Wayzata Public Schools

Interventions

We use a Multi-Tiered System of Support (MTSS) as a framework for helping all students meet or exceed the State's challenging academic standards by providing a continuum of evidence-based instruction.

In our MTSS system, teachers provide high-quality first time instruction in classrooms. We regularly assess all students and analyze the data to determine which students need additional instruction. When we find that a student needs the support of additional instruction to make progress toward meeting the standards, we enroll them in an appropriate intervention in one of the following focus areas:

  • Literacy
  • Mathematics
  • Social Emotional Learning

We provide on-going progress monitoring so that we can match the level of intervention to the students' changing instructional needs.

Contact

Ann Fehrenbach
English Language Learners, Literacy, Title 1
Ann.Fehrenbach@wayzataschools.org

Literacy

We have a multi-tiered system of support for students, beginning with additional instruction by the classroom teacher and progressing to more focused instruction, both in increased time and in decreased student-to-instructor ratio. These multi-tiered interventions include:

  1. Additional classroom small group or individual instruction provided by the classroom teacher.
  2. Additional small group instruction provided by a Literacy Specialist or trained paraprofessional.
  3. Additional individual instruction provided by a Literacy Specialist.

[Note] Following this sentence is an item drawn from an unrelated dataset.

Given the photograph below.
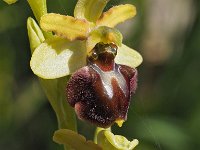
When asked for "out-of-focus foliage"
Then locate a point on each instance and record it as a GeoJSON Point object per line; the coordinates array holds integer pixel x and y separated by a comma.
{"type": "Point", "coordinates": [165, 111]}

Wayzata Public Schools also provides special education services for students with disabilities and English language services for students who have English as their second language. These services use specially designed instruction by a licensed special education or English language instructor.

Elementary

Program Details

Literacy Specialist Designed Intervention
Our intervention program is designed to meet the specific needs of our students. Literacy Specialists choose from a number of researched-based instructional strategies to tailor the learning to enhance students’ performance in reading. Strategies may include Reciprocal Teaching, Orton-Gillingham techniques, using Elkonin Boxes, Repeated Oral Reading, Words Their Way sorts, among others.

Reading Recovery
Reading Recovery is a short-term (12-20 weeks), one-to-one tutoring intervention for First Graders who are performing significantly below their peers. Reading Recovery teachers receive special training to deliver this proven, research-based program.

Key Support Personnel

Literacy specialists are licensed teachers who arrange and deliver interventions, assess and teach students. They may also serve as a resource assisting others who work with students. They may gather data, meet with grade level teams, do additional assessment for targeted instruction, work with paraprofessionals, set up safety nets (e.g. literacy volunteers) and follow up with records on new students.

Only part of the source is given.